The latest welfare reform bill has attracted very little publicity, but some of its provisions are the most radical yet in the governments increasing use of compulsion against claimants.
Full-time ‘Work for your benefits’ schemes are to be introduced for long-term jobseekers. This is a group which will include an increasing number of sick and disabled claimants as the new work capability assessment begins to bite. The aim of the scheme is allegedly to help the long-term unemployed ‘develop work habits and routines they may not have experienced for some time’. In reality it will mean claimants doing a full week’s work for as little as £60.50 a week, or £1.73 an hour, for up to six months, in flagrant breach of the Minimum Wage Act.
Claimants who are known to, or suspected of, misusing drugs can be obliged to undertake a compulsory drug test under the new regulations. They can also be obliged to take part in a drug rehabilitation programme. The bill will also allow the scheme to be extended to claimants who misuse alcohol.
The bill also paves the way for the eventual abolition of income support with claimants currently receiving that benefit being moved onto jobseeker’s allowance, but with fewer job seeking requirements, or onto ESA if they meet the qualifying criteria. Meanwhile, entitlement to income support and income-related ESA is to be removed from couples where one partner is capable of work. In addition, adult dependency increases are to be removed from maternity allowance and from carer’s allowance.
The social fund is to be part-privatised with ‘the provision of credit’ to be handed over to credit unions and similar organisations in some areas. Following a wave of negative publicity the government appears to have backed away from plans to charge interest at credit card rates for social fund loans.
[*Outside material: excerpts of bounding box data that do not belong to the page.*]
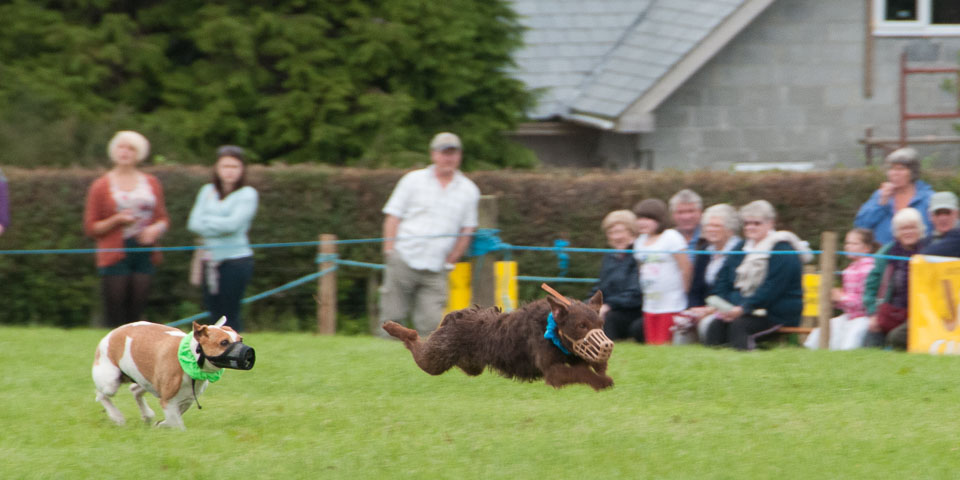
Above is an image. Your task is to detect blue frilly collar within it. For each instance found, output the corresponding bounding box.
[543,312,570,355]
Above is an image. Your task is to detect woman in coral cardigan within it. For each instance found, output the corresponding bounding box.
[83,130,170,327]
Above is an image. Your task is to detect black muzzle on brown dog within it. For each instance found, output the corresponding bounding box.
[572,328,613,363]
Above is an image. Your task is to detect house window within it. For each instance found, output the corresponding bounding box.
[873,0,960,37]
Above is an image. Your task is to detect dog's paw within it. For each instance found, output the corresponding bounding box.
[383,322,419,342]
[590,375,613,392]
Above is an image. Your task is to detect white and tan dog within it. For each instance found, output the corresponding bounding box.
[93,317,256,429]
Announcing publication of the new bill, Secretary of State for Work and Pensions James Purnell claimed:
‘This Bill will allow us to bring about the most radical reform of the welfare state for generations. When times are tough, it is more important than ever that we provide people with the extra help they need.'
With the exception of the Child Poverty Action Group, who condemned many of the proposals, there has been little response as yet either from the voluntary sector or from MPs.